I’d like to use nvidia-driver-510
but when I tried it the computer is more glitchy / less responsive. Netflix especially stutters a ton. It works perfectly fine with 470 though. Hopefully this can be fixed? Why would this be the case?
- CUDA
So I have a fancy graphics card and no games to play with it. Since I dabble in machine learning, I figured I could start by installing CUDA and then getting PyTorch or Tensorflow or whatever on the computer afterwards. I tried the basic hello.cu
program which can be found here and after compiling it I get the following output:
cesar@themonolith:~$ ./hello
Max error: 2.000000
Yes, 2. It’s supposed to be zero. I believe at some point when messing with and installing/uninstalling different versions of drivers, I also got 1.000000
and even 0.000000
. Wtf? This might actually be the biggest issue once I try to do machine learning stuff again. Anyone have any ideas what is happening here?
My plan when I try this again will be to just uninstall and reinstall everything NVIDIA-related and see if that does it.
I’d love to help fix these bugs but the process of developing Linux for right now is very daunting to me. I wonder if I could figure it out.
Awesomeness
Using this computer is a dream. Mainly, I just like how fast and responsive it is. I don’t think I’ve ever seen it stutter in doing anything yet, and I also feel very empowered to eventually replace the processor if that ever becomes a bottleneck. I do wonder if I should have gotten an i7 or i9 but this one just hums along perfectly fine.
I tried some benchmarks (mostly Scrabble-related). I have a Scrabble endgame on which I used my Macondo engine, which takes about two hours on an older Macbook Pro with 16 GB of RAM. On my MBP (which only has 8 GB) I just eventually killed the process, and on my old iMac the program would just consistently crash after 30 or so minutes. Admittedly, this particular endgame is largely RAM-limited, but it also requires a fast processor – on this computer it only takes 7 minutes.
Doing a Monte Carlo simulation of a mid-game position uses all 16 cores (for some reason Ubuntu thinks I have 16 instead of 10 cores, I think it’s counting threads but I’m not going to fight it), and it’s very very fast. I can do many hundreds of iterations per second for most positions.

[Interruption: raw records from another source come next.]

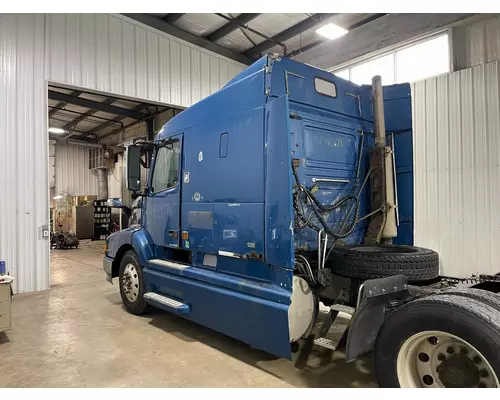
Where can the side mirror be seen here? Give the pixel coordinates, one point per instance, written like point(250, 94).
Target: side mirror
point(133, 168)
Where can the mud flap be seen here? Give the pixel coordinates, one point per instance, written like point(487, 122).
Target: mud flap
point(369, 317)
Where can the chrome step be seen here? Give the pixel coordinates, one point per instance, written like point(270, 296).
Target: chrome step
point(342, 308)
point(327, 343)
point(169, 264)
point(167, 303)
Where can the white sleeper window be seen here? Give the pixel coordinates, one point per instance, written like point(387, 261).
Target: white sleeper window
point(325, 87)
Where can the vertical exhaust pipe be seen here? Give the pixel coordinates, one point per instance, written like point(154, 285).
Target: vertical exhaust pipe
point(382, 226)
point(389, 229)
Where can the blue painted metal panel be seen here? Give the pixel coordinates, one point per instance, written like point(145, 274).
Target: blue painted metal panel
point(143, 246)
point(252, 319)
point(231, 100)
point(279, 210)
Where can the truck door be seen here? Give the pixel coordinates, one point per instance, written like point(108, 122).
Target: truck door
point(163, 204)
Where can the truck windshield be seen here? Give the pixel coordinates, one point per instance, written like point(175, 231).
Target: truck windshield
point(166, 168)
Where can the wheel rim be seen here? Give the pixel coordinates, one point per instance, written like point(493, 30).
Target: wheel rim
point(130, 282)
point(436, 359)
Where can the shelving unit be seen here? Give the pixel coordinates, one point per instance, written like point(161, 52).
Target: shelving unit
point(102, 220)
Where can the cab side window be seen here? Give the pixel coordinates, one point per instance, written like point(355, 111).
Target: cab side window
point(166, 168)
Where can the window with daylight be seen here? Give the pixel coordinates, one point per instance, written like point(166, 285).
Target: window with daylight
point(411, 63)
point(166, 168)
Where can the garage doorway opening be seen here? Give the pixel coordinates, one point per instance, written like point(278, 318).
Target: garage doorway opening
point(88, 133)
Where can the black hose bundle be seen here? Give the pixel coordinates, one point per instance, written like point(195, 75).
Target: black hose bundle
point(301, 194)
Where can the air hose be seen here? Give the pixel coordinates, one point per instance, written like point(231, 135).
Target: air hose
point(318, 208)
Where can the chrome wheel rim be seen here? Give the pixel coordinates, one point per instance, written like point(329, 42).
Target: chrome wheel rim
point(130, 282)
point(435, 359)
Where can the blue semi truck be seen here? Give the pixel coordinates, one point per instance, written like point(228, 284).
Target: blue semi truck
point(288, 188)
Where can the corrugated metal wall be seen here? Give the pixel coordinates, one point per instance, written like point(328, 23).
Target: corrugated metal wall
point(477, 43)
point(73, 176)
point(456, 120)
point(114, 54)
point(95, 51)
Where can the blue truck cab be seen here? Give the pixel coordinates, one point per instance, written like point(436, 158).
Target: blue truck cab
point(269, 197)
point(220, 242)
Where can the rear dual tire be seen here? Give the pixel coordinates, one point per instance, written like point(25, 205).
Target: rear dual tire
point(443, 340)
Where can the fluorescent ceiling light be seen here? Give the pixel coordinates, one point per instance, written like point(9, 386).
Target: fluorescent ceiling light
point(56, 130)
point(331, 31)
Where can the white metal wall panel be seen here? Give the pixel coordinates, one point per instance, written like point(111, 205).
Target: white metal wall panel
point(73, 176)
point(95, 51)
point(24, 151)
point(477, 43)
point(456, 122)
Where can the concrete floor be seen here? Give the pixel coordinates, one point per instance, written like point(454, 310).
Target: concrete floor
point(78, 335)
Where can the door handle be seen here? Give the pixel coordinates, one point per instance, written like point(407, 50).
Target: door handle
point(328, 180)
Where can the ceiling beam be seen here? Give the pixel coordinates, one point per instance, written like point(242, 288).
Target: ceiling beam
point(84, 116)
point(350, 28)
point(230, 26)
point(295, 30)
point(98, 128)
point(171, 18)
point(95, 105)
point(62, 104)
point(200, 41)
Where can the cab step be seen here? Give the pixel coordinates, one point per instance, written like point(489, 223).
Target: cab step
point(326, 343)
point(343, 309)
point(166, 303)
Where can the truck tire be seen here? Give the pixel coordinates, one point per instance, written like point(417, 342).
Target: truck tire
point(440, 341)
point(382, 260)
point(131, 281)
point(483, 296)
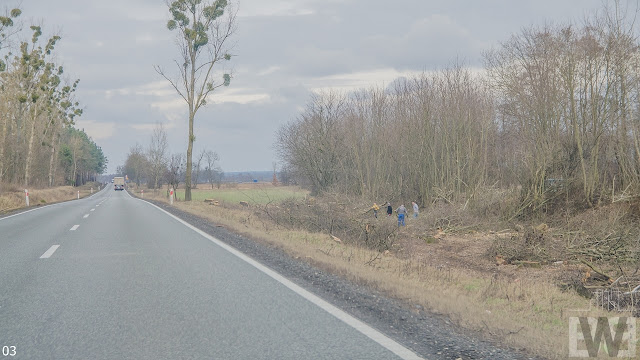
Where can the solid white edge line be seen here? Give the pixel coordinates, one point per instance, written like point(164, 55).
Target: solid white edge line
point(49, 252)
point(360, 326)
point(46, 206)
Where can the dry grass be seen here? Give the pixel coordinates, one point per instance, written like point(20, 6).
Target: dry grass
point(12, 197)
point(527, 312)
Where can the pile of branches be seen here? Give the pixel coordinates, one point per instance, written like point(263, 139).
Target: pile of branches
point(532, 244)
point(346, 220)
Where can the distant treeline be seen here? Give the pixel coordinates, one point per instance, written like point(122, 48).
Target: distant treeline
point(38, 143)
point(555, 113)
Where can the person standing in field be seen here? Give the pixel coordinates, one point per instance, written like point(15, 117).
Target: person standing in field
point(402, 212)
point(375, 209)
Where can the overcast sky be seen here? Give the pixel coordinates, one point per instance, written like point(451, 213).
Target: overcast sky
point(285, 50)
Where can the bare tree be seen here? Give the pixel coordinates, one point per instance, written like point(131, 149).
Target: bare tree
point(157, 154)
point(175, 167)
point(203, 41)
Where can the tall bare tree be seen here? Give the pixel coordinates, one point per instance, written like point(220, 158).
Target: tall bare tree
point(204, 30)
point(157, 153)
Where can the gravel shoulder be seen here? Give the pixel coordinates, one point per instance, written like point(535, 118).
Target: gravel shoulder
point(430, 335)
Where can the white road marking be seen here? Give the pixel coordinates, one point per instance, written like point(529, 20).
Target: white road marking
point(49, 252)
point(360, 326)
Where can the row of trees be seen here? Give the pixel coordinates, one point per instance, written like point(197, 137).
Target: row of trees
point(556, 111)
point(155, 166)
point(38, 144)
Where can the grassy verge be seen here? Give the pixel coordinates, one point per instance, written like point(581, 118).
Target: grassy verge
point(12, 197)
point(526, 312)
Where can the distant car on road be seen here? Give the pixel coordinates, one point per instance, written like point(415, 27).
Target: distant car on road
point(118, 183)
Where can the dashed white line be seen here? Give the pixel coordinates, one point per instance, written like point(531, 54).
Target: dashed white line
point(49, 252)
point(360, 326)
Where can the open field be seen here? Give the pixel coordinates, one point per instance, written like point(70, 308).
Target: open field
point(12, 197)
point(444, 273)
point(252, 193)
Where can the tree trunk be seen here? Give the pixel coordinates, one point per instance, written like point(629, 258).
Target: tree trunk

Interestingly enough, the single-core performance is actually slightly worse than that of the M1 chip on my Macbook Pro. I sort of expected that because the M1 chip really is a masterpiece of design. If there was a way I could have put that in this computer, I probably would have. I bet the $4K Mac Studio actually performs better on these benchmarks (but it’s twice the cost). But with 10 or 16 or whatever cores I’m ok with it.
Proof of my assertion, by contradiction
I said I could prove that 2022 is the year of the Linux desktop, and this proof will mainly have to be done by contradiction. It can’t be the year of the Windows desktop, because I can’t even get the damn operating system running on this computer, and I tried for hours. And I can’t find a Mac Studio to save my life for at least two months, and I bet even the top model’s Docker performance wouldn’t be as good as what I can get on this system (but that’s an unfair benchmark since Docker basically runs at native speed on Linux).